The Single Pot Still whiskey is produced by our partners – Boann Distillery, at their state of the art €20M Facility, situated in the heart of the Boyne Valley in Ireland. This region has a rich history in whiskey Production, with one of the first written records of whiskey production in Ireland appearing in the Act of Parliament in Drogheda in 1556. All casks are first fill, this means it is the first time the cask will be used to make Irish whiskey. Ensuring the best possible flavour profile is passed to the whiskey. Casks are handmade so each cask is individual and actual size may vary slightly.

Wholesale/ Investment:

The Whiskey Investment Club purchase this whiskey in bulk. We arrange insurance and storage in a bonded warehouse for a period of 5 years as the whiskey matures. These Cask Portfolios are then offered to a select group of investors. Our members have the opportunity to tap into the burgeoning global whiskey market. Options include; to purchase, store, resell at profit, or simply to bottle and enjoy. Our partnership allows us to offer a minimum return of 5% per annum on your initial investment whilst enjoying the experience of buying and storing casks that only appreciate in value. The purchase price covers the cost of the 200 litre cask, the 200 litres of Whiskey spirit inside the cask and the remaining storage and insurance until the cask reaches a maturation of 5 years. The Whiskey Title and ownership are put in your name. Making it an asset-backed investment. Giving you the added security to exit your investment and sell the asset at any time.

Maturation:

All whiskey spirits are laid down to mature for five years in premium barrels. During Maturation alcohol evaporates from the cask at an average rate of 2%—2.5% per annum. This is known as the Angel’s Share and losses in excess of these rates may occur and will be individual to each cask. If you wish to leave your investment longer than 5 years and increase its value even further, maturation duration extensions are possible with warehouse owners upon request. At the end of the 5 years, your 200 litre cask of whiskey can yield between 270-280 70cl bottles of Irish Whiskey (at 46% ABV)

Exit Strategies:

At the end of the 5 years maturation, you can choose whether to continue your whiskeys maturation or remove it from the bonded warehouse.

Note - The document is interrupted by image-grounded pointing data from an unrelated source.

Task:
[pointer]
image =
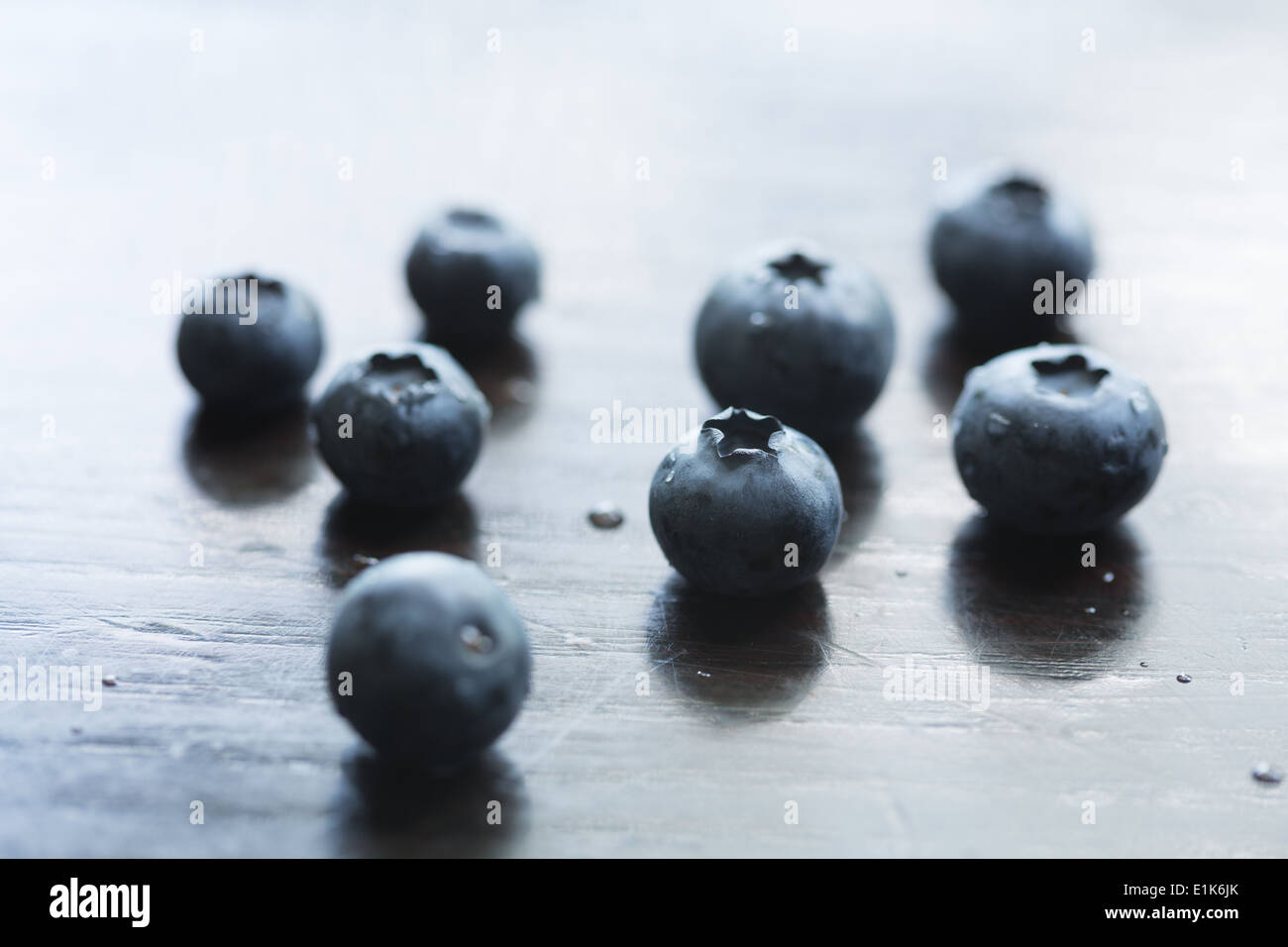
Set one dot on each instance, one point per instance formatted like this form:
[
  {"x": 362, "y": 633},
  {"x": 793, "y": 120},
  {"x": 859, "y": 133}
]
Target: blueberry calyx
[
  {"x": 737, "y": 433},
  {"x": 467, "y": 217},
  {"x": 400, "y": 375},
  {"x": 1069, "y": 376},
  {"x": 797, "y": 265}
]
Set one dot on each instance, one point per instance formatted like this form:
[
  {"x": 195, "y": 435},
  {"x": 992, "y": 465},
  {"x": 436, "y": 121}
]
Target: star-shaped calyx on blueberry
[
  {"x": 797, "y": 265},
  {"x": 743, "y": 433}
]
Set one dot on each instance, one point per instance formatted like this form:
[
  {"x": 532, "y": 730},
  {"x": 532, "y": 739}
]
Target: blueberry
[
  {"x": 400, "y": 425},
  {"x": 253, "y": 347},
  {"x": 797, "y": 335},
  {"x": 746, "y": 505},
  {"x": 991, "y": 247},
  {"x": 471, "y": 273},
  {"x": 437, "y": 659},
  {"x": 1056, "y": 440}
]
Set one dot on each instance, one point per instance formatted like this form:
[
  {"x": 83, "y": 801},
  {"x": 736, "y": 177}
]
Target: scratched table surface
[{"x": 644, "y": 149}]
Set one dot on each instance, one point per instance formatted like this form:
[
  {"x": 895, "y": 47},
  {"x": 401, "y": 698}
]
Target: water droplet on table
[
  {"x": 606, "y": 515},
  {"x": 1263, "y": 772}
]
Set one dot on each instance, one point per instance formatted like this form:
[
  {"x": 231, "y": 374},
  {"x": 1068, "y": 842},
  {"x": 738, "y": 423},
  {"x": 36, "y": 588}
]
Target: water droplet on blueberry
[
  {"x": 477, "y": 639},
  {"x": 997, "y": 425}
]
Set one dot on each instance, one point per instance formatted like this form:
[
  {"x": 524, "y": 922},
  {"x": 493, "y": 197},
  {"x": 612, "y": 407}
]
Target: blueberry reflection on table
[
  {"x": 738, "y": 659},
  {"x": 1029, "y": 603},
  {"x": 394, "y": 809},
  {"x": 241, "y": 460},
  {"x": 356, "y": 535}
]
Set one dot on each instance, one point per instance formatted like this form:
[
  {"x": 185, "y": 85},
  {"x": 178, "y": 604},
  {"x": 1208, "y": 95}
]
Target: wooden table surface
[{"x": 307, "y": 141}]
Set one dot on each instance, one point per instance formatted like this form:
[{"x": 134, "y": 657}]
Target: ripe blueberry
[
  {"x": 253, "y": 347},
  {"x": 797, "y": 335},
  {"x": 746, "y": 505},
  {"x": 988, "y": 249},
  {"x": 400, "y": 425},
  {"x": 471, "y": 273},
  {"x": 1056, "y": 440},
  {"x": 437, "y": 659}
]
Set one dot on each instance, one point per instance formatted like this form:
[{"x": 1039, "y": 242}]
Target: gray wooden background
[{"x": 307, "y": 141}]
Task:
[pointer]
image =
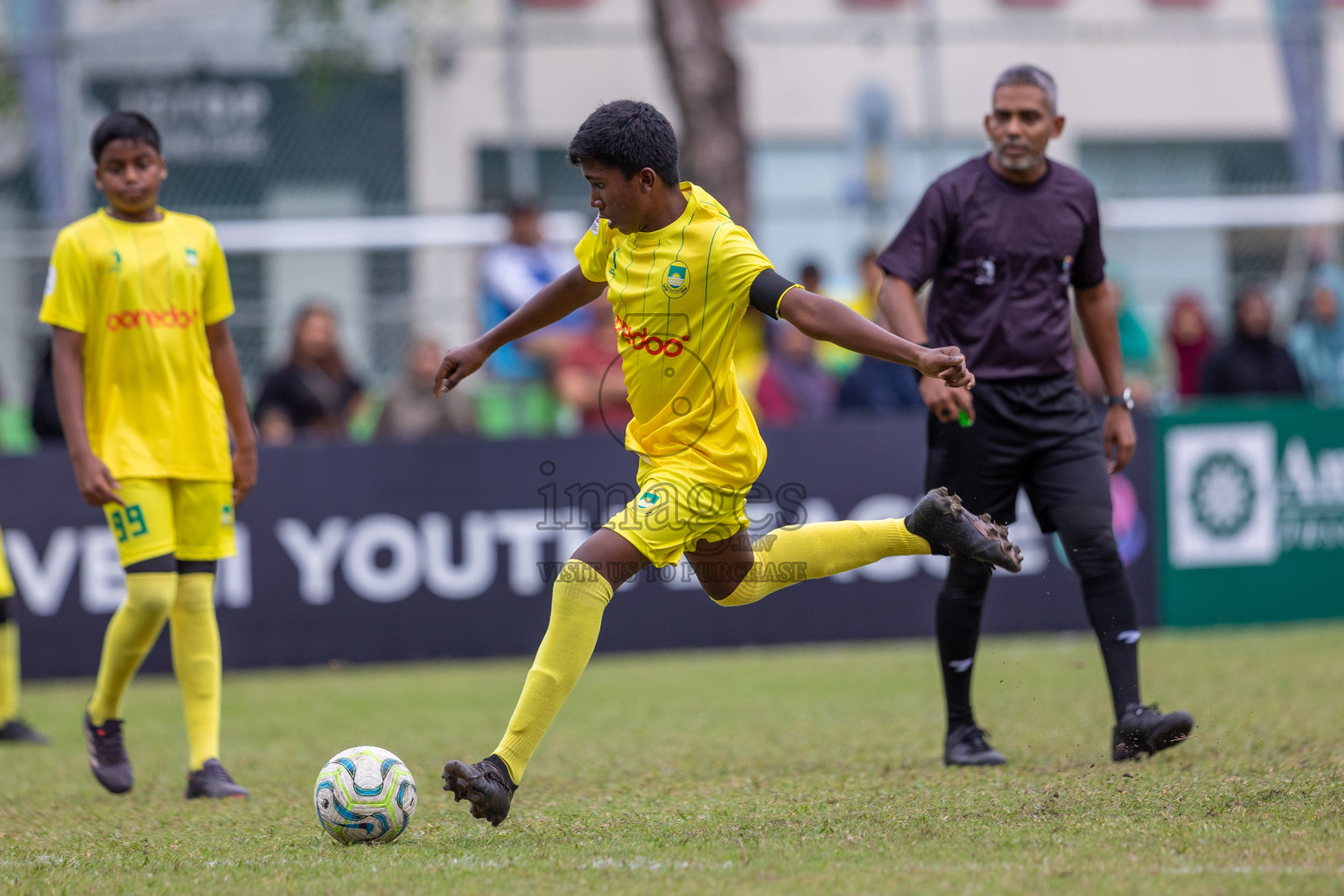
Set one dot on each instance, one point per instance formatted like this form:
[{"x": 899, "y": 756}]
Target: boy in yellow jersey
[
  {"x": 11, "y": 727},
  {"x": 680, "y": 276},
  {"x": 148, "y": 387}
]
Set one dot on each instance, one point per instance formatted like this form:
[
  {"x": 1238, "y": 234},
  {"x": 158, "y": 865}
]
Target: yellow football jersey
[
  {"x": 5, "y": 582},
  {"x": 679, "y": 296},
  {"x": 143, "y": 296}
]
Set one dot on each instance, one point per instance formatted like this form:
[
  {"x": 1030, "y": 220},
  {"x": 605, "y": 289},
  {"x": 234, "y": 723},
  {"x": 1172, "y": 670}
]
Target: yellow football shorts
[
  {"x": 5, "y": 579},
  {"x": 671, "y": 512},
  {"x": 187, "y": 519}
]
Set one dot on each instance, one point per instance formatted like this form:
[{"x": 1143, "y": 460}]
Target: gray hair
[{"x": 1030, "y": 77}]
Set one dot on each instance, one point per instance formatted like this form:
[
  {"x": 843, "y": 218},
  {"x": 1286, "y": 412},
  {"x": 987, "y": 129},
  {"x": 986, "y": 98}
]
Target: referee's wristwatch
[{"x": 1125, "y": 399}]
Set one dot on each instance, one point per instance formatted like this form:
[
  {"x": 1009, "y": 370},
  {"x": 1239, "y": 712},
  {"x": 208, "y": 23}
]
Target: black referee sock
[
  {"x": 1090, "y": 543},
  {"x": 957, "y": 622}
]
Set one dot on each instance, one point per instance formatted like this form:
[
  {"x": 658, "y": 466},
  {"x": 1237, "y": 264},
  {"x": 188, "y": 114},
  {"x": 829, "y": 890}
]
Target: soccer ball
[{"x": 365, "y": 795}]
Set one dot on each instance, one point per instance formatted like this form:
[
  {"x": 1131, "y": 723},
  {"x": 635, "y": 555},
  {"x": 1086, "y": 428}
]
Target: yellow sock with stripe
[
  {"x": 197, "y": 662},
  {"x": 133, "y": 629},
  {"x": 814, "y": 551},
  {"x": 8, "y": 670},
  {"x": 577, "y": 605}
]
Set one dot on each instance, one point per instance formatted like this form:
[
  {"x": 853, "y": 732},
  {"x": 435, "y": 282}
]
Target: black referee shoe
[
  {"x": 967, "y": 746},
  {"x": 1148, "y": 730},
  {"x": 214, "y": 782},
  {"x": 108, "y": 755},
  {"x": 941, "y": 519},
  {"x": 486, "y": 785}
]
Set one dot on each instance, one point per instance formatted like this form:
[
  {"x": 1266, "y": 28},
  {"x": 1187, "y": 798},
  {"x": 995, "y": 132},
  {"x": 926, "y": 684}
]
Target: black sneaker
[
  {"x": 108, "y": 755},
  {"x": 967, "y": 746},
  {"x": 941, "y": 519},
  {"x": 214, "y": 782},
  {"x": 19, "y": 731},
  {"x": 486, "y": 785},
  {"x": 1148, "y": 730}
]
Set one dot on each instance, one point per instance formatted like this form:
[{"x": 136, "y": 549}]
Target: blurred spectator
[
  {"x": 1136, "y": 349},
  {"x": 1251, "y": 363},
  {"x": 1190, "y": 339},
  {"x": 794, "y": 388},
  {"x": 1318, "y": 340},
  {"x": 46, "y": 421},
  {"x": 511, "y": 273},
  {"x": 313, "y": 394},
  {"x": 880, "y": 387},
  {"x": 411, "y": 411},
  {"x": 588, "y": 376}
]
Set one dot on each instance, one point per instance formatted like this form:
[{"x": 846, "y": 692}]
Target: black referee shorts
[{"x": 1040, "y": 434}]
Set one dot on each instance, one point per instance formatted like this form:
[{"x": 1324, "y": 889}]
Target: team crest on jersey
[{"x": 675, "y": 281}]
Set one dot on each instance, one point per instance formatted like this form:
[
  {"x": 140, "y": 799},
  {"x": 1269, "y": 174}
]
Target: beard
[{"x": 1016, "y": 163}]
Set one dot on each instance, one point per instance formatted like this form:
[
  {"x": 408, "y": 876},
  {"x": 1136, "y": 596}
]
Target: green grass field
[{"x": 810, "y": 770}]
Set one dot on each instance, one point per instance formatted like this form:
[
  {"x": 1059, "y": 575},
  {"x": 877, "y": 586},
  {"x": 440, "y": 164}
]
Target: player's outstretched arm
[
  {"x": 567, "y": 293},
  {"x": 825, "y": 318},
  {"x": 93, "y": 477},
  {"x": 228, "y": 374},
  {"x": 900, "y": 312}
]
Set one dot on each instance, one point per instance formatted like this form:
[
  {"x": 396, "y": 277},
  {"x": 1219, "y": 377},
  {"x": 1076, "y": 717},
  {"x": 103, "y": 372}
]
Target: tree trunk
[{"x": 704, "y": 80}]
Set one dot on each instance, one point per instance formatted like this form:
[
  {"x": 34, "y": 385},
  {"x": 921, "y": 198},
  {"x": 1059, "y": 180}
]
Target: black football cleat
[
  {"x": 214, "y": 782},
  {"x": 967, "y": 746},
  {"x": 108, "y": 755},
  {"x": 941, "y": 519},
  {"x": 1148, "y": 730},
  {"x": 486, "y": 785},
  {"x": 19, "y": 731}
]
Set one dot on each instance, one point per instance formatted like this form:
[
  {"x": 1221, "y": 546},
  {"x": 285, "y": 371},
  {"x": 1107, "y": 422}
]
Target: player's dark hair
[
  {"x": 124, "y": 125},
  {"x": 628, "y": 136},
  {"x": 1028, "y": 75}
]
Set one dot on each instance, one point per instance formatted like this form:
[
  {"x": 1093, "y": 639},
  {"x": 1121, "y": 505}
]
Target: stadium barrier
[
  {"x": 1253, "y": 514},
  {"x": 388, "y": 551}
]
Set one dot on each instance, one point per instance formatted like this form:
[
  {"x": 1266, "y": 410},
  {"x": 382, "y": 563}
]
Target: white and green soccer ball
[{"x": 365, "y": 795}]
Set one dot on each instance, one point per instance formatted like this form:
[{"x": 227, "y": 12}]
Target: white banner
[{"x": 1222, "y": 494}]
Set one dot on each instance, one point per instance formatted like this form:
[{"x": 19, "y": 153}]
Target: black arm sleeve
[{"x": 766, "y": 290}]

  • If you choose to continue your whiskeys maturation, you will be responsible for the storage and insurance of your cask. While whiskey certainly increases in value each year, the current market shows that there is a demand for whiskey at any age. We would recommend that you leave your whiskey to mature for as long as possible. The longer you age the whiskey, the more sought after and valuable it will become. This type of investment is working for you all the time. So you can relax, let it age and watch its value grow until you decide to sell it.
  • If you wish to remove your whiskey from the bonded warehouse, this may incur additional charges. Your purchase price exclude Duty and VAT therefore you will be solely responsible for any customs, excise duty and other taxes incurred by removal from the bonded warehouse.

Exit Strategies:

  • You can choose to have your whiskey bottled. There is a choice to go private or we can arrange bottling for you our facility in Boann. (This will be subject to a bottling fee and other charges). You then can decide whether to market & sell your whiskey on to private labels or retailers. You may wish to keep and enjoy yourself!
  • There is also the option to sell your whiskey at auction, or to other distilleries and brands.

Whatever you decide, The Whiskey Investment club is on hand to offer advice and assist in any way we can.